“In its best moments, everything is breezy and fun, with a sly, nearly self-aware sense of humor under the surface.”
by Ken Bakely
Every now and then, there’s a movie, invariably aimed at bored teenagers, which ends up as a genuine object of interest – perhaps due to particular aesthetic ambition or some other stylistic ingenuity. Recent examples include the deftly satirical and tragically mismarketed Unfriended, and, I would argue, Henry Joost and Ariel Schuman’s Nerve. Both could be conceivably classified as “zeitgeist” material, as they’re very much objects of the here-and-now of their release dates, including the current trends of social media and the status of internet culture as vital to their plots. It ensures a new way of incorporating technology into cinema, and in true zeitgeist fashion, all but guarantees that they will be effectively useless as contemporary titles in about five years, and all-out relics within ten.

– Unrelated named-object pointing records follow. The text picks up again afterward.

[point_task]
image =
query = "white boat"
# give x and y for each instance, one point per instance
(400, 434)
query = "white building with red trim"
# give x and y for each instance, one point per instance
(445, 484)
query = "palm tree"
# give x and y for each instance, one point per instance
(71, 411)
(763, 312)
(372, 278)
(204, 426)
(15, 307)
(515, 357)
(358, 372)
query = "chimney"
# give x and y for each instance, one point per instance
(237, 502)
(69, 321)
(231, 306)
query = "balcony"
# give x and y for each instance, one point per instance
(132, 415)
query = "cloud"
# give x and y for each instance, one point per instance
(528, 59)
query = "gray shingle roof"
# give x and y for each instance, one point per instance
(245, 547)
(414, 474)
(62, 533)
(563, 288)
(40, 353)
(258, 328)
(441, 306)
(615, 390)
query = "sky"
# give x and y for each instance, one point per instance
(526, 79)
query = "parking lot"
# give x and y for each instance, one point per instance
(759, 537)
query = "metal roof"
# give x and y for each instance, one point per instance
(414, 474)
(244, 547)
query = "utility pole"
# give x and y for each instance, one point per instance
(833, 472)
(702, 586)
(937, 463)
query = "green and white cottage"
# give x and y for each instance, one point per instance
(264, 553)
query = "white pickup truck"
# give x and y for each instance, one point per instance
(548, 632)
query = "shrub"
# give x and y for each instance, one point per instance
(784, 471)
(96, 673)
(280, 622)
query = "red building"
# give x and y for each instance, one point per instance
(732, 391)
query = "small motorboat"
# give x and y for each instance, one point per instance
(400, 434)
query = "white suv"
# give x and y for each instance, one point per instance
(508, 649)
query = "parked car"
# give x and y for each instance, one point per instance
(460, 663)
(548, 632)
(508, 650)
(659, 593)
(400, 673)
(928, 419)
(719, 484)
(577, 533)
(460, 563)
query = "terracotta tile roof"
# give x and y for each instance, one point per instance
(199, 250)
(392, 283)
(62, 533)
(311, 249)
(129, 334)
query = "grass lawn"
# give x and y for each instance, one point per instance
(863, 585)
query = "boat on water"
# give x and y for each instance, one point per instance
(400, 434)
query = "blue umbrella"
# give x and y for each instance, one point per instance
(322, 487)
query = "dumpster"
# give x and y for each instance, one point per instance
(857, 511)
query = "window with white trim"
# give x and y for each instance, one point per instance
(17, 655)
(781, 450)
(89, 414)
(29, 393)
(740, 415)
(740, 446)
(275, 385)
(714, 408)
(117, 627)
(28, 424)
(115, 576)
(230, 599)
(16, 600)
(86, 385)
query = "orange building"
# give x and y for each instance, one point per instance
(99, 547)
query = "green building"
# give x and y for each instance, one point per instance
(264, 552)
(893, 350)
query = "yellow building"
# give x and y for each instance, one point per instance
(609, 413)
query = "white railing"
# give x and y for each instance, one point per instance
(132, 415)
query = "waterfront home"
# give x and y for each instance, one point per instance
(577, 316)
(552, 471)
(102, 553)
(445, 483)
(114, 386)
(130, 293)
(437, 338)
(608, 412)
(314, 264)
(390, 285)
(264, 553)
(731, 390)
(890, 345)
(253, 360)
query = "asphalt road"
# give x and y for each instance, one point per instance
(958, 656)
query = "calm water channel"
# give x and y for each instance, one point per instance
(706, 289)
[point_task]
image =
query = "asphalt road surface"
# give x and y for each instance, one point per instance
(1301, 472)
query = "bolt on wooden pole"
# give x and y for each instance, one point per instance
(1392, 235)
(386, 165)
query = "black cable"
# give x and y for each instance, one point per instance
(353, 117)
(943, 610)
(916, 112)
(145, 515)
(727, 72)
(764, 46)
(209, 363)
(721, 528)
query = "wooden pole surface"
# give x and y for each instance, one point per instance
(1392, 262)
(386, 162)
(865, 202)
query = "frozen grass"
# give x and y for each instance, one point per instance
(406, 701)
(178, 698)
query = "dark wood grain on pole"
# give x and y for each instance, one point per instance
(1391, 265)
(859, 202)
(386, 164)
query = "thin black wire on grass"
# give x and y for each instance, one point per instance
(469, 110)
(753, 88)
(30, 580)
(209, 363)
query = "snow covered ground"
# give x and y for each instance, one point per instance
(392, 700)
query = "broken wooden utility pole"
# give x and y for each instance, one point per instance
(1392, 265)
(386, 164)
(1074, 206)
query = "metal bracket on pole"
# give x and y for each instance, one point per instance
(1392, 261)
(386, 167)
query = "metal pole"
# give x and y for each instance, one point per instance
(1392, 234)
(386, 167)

Nerve doesn’t go for all-out stunt filmmaking like Unfriended, but contains a similarly technologically advanced approach in constructing a plot. It tells the story of Vee Delmonico (Emma Roberts), an introverted high school senior in New York City who discovers an odd internet phenomenon. Her outgoing friend Sydney (Emily Meade) is a rising star on an underground “game” called Nerve. Nobody knows where it came from, but it’s growing at rapid rates. Upon signing up, one can choose to become a “watcher” or a “player.” Players are given a series of increasingly dangerous and obscure stunts to pull off (ranging from performing a public, impromptu dance number to driving a motorcycle blindfolded) for increasingly large sums of prize money (the most extreme acts can reap six figure rewards). Watchers pay a subscription, and film each exploit of a player on their phones, as well as suggest future dares.
On a whim, Vee signs up as a player. Her first assignment requires her to kiss a stranger, and she chooses Ian (Dave Franco), who happens to be a player himself. They team up, and soon become instant celebrities of sorts, participating in more visible and risky tasks for bigger and bigger payouts. But, of course, everything isn’t rosy – competition to become the top player on Nerve is fierce. Alongside that, everyone using the app, whether they be a watcher or player, is required to keep silent about the game’s existence. It exists in the echelons of the dark web, and as it turns out, there are some deep and horrific secrets that are fueling its massive success. As Nerve goes viral, the stakes keep rising. Sooner or later, something’s gotta give.
Joost and Schulman, alongside cinematographer Michael Simmonds, pack Nerve’s 96 minute runtime with a myriad of neon lights (this movie’s New York has seemingly been designed by denizens of Las Vegas and Macau), quick cuts, sharp pans, and energetic tracking shots. It would be tempting to dismiss this approach as an appeasement for the so-called “ADD generation,” but it works within the context of the story – sleek, instantaneous, and teetering on the edge between plausibility and all-out surrealism. It’s then when the film is undeniably enjoyable, especially in its first act as the story roars to life. In its best moments, everything is breezy and fun, with a sly, nearly self-aware sense of humor under the surface. It helps that Roberts and Franco have fine chemistry with each other.
Unfortunately, this setup is let down by a follow-up which increasingly veers into the territory of lazy writing, closing on an ending that’s little more than hastily constructed, thinly veiled moralizing on the dangers of the internet’s collectively anonymous, bloodthirsty hivemind. This is a shame – up until this point, Nerve presents itself as too polished to be cheap with its payoff. After all, it’s a film which has prided itself on coolness in (sometimes overly) obvious ways. When things come to a screeching halt, as screenwriter Jessica Sharzer seems to scramble to outline a quick ending point, “lacking” is the only word which can be accurately used. A number of questions go unanswered, like how – considering the big, overstaged setpieces that occupy the last few scenes – Nerve is able to continue its existence under the radar. There are tens of thousands of followers in New York alone. How are the creators’ identities and motives still a mystery? How are non-watchers and non-players still so blissfully oblivious?
But you could effectively argue that this is fairly insignificant, that by the time one questions the plot in such fundamental ways, that everything that needed to be established has already been established, and thus those flaws are not fatal. It doesn’t kill what Nerve is able to accomplish up until then. Joost and Schulman are still able to pull off a decent task, which is depicting a fairly well thought out scenario, stretching it to the breaking point, and setting things into motion with ample amounts of whiz-bang. I was never bored, and on that base level of achievement, the movie worked. I just wish it could have built its plot in a sturdier, more self-reliant way.